MIDI's baud rate is not evenly divisible off of a 1.8432MHz clock, so the 8253 counter # 2 is CLK'd off of the 2.0MHz system clock, the PIT is set to deliver 500kHz (500,000 / 16 = 31250 baud), the SIO set to divide the clock by 16. The 8253 counters # 0 and # 1 are CLK'd off the 1.8432MHz, delivering 38400 baud (Serial A) and 4800 baud (unused).

One thing that has crossed my mind during the preliminary software design is that the 8253 PIT has a vacant counter which is not being used for anything. I would be pretty simple to read the Midi Note-Ons and Note-Offs to gate and set the count rate. All that would be needed would be to build a cross-over table to take the Midi note value and convert it to a two-byte 8253 count value. The On and Off function could be an I/O output pin tied to the 8253 Gate input pin. A "1" would cause the note-on and a "0" would disable the count, silencing the generator. Tie the output of the 8253 counter to a simple speaker drive transistor so as not to load down the 8253 output pin, and Voila'! A very simplistic synthesizer is born.

Take note that this will not be a perfectly pitched device, since most notes are not integer value (most have long decimal places e.g. - Bb with a Midi value of 58 is actually 233.0818807590 Hz. A little play with a calculator (2x10^6) / Freq in Hz = 16 bit count - will show that you can get close, but not perfect.

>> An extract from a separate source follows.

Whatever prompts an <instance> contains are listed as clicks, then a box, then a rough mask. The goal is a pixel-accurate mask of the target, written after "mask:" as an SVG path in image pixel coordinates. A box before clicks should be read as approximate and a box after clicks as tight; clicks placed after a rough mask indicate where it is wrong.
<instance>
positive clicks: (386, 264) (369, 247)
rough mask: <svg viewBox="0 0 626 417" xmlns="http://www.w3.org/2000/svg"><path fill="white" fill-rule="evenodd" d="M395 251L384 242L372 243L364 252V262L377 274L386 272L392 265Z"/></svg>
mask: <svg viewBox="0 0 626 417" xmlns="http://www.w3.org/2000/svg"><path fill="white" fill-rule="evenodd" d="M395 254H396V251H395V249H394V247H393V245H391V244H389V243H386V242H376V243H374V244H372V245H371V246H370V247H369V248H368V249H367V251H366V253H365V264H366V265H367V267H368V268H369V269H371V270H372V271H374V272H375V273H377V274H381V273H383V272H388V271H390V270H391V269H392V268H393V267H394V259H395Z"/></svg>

Another thing to bear in mind is that there is no hardware on the Z80 to control amplitude, in other words to make a sound envelope for your new synth. You notes would simply be on and off at full volume, about like a caliope or worse. This experiment might be worth a few laughs, but I don't think the hardware changes and the work involved would give you results that you would pat yourself on the back for. Also, it would be monotonic - one note at a time. So I'm keeping this idea on the back-burner in case the SID gets hard to find - but I've pretty well discarded this 8253 idea for now.

The Future is Here

This MIDI Interface page will probably mutate into a "Z80-MIDI-SID Synthesizer" page in the near future, so keep checking back. I started writing some experimental code for the SID interfaced to the Z-80, but without an actual IC I'm having to focus on some other things. I've also put some thought into the coding required to use the 8279 panel to control the SID, and my first run of key-inserts has the basic parameters to drive the SID, but haven't gone much farther than that yet (November 2005).

Got a home-built synth or SID project you want to talk about? Email me.

I guess most of you have seen the video that traveled around email, not to mentioned appeared in a beer commercial about the house with the computer-controlled music syncronized lighting. I'm not sure if this is going to become part of this computer or another, but I have set my sights on having at least a computer-controlled tree for Christmas 2006. I recently purchased two each 16 opto triac modules in racks for a total of 32 switchable channels at 10 amps, so the project is well on it's way.

I'm not sure just exactly how I'm going to control this - MIDI looked like a good answer, but getting a playlist of audio files to sequence in time with MIDI looks pretty difficult without SMPTE time code to help. More on this later.